Bürger machen gegen Mobilfunkmast mobil

Schwaigern - Eine gewisse Symbolkraft konnte man dem Treffpunkt nicht absprechen. Rund 40 Anwohner waren am Mittwochabend in der Metzgerei Bälz im Schwaigerner Ortsteil Stetten zusammengekommen, um ihrem Zorn und ihrer Wut Ausdruck zu verleihen.

Von Friedhelm Römer

Bürger machen gegen Mobilfunkmast mobil
Teils heftige Kritik musste sich Jürgen Kachel (hinten links) gefallen lassen.
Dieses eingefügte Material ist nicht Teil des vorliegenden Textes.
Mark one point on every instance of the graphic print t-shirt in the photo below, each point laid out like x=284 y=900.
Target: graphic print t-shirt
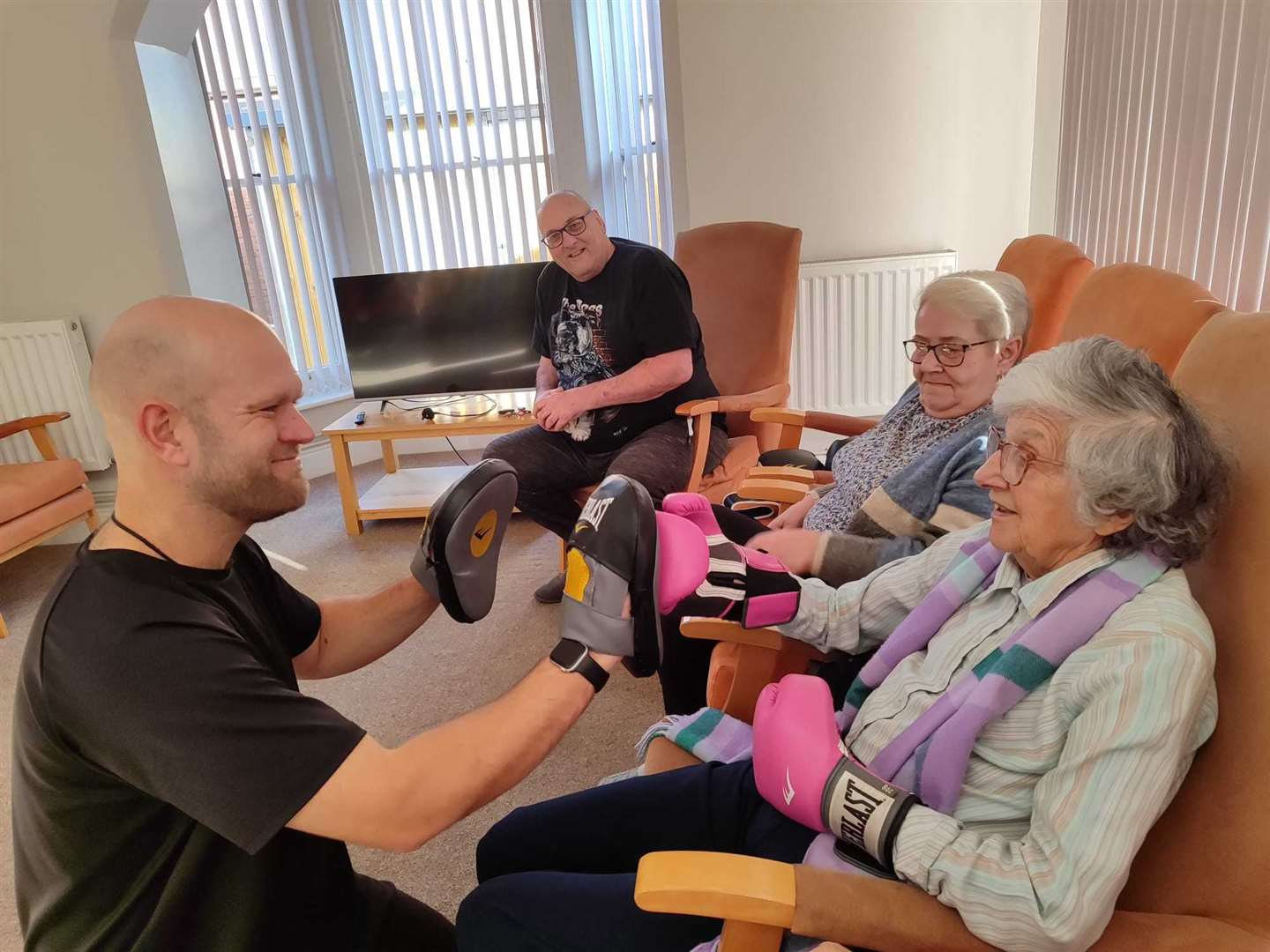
x=638 y=306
Die Anwohner sind mit seinem Vorgehen nicht einverstanden.Foto: Friedhelm Römer

Schwaigern - Eine gewisse Symbolkraft konnte man dem Treffpunkt nicht absprechen. Rund 40 Anwohner waren am Mittwochabend in der Metzgerei Bälz im Schwaigerner Ortsteil Stetten zusammengekommen, um ihrem Zorn und ihrer Wut Ausdruck zu verleihen. Eine Wut, die sich gegen Stadtrat Jürgen Kachel richtete, der ebenfalls gekommen war, um sich der Situation zu stellen.

Besorgt

Seitdem sich der 40-Jährige in der vergangenen Woche einen Mobilfunkmasten auf seine Scheune mitten im Wohngebiet hat installieren lassen, ist die Welt in Stetten nicht mehr die gleiche wie vorher. Denn viele Bürger befürchten durch eine mögliche Strahlenbelastung Schäden für die Gesundheit auf Mensch und Tier.

Die Emotionen kochten am Abend hoch, und einige Anwohner gingen nicht gerade zimperlich mit ihrem Nachbarn ins Gericht. "Dir geht es doch nur ums Geld. Ich würde mich schämen, und wenn du Charakter hast, dann trittst du als Stadtrat zurück", sagte Adolf Maurer. Es war von "Vertrauensbruch" die Rede, und Kachel musste sich Fragen gefallen lassen, warum er die Nachbarn nicht vorher über seine Pläne informiert habe.

Neben all dem Unmut gelang es der Initiative dennoch, sich auf Ziele zu konzentrieren. "Es geht hier doch nicht darum, Jürgen Kachel niederzumachen, sondern die Antenne wieder von der Scheune herunter zu bekommen", forderte Karin Eckstein die Rückkehr zu einer sachlichen Basis. Jürgen Kachel selbst gab sich schuldbewusst: "Es wäre besser gewesen, wenn ich die Bürger früher informiert hätte. Ich war zu blauäugig und habe dazugelernt." Schließlich gehe es ihm auch darum, wieder ein gutes Verhältnis zu den Nachbarn zu bekommen.

Die Bürgerinitiative kündigt auch Fragen Richtung Stadtverwaltung an, wann sie welche Informationen über die Pläne erhalten hat. "Das ist ein genehmigungsfreier Vorgang, da können Sie rechtlich gar nichts machen", erklärte Bauamtsleiter Claus Rehder gegenüber der Heilbronner Stimme. Wolfgang Sigle vom BUND Schwaigern, reicht dies jedoch nicht aus: "Die Bürger wurden vor den Kopf gestoßen, und dabei hat auch die Stadtverwaltung ihren Anteil, weil es ein Thema betrifft, das dermaßen kontrovers diskutiert wird."

Team
 
Schließlich kristallisierte sich ein fünfköpfiges Team heraus, das sich diesem Thema in verstärktem Maß annimmt. Seit gestern ist in Stetten eine Unterschriftenaktion im Umlauf, die den Abbau des Funkmastens fordert.

Darüber hinaus soll Jürgen Kachel dazu gedrängt werden, sich einen Anwalt zu nehmen, um die Möglichkeiten auszuloten, aus dem Vertrag wieder auszusteigen. Unterdessen setzt Bürgermeister Johannes Hauser auf eine Versachlichung des Themas: "Ich könnte mir vorstellen, dass die Stadtverwaltung einen anerkannten Experten einlädt, der Dinge wie die mögliche Strahlenbelastung aus seiner Sicht darstellt."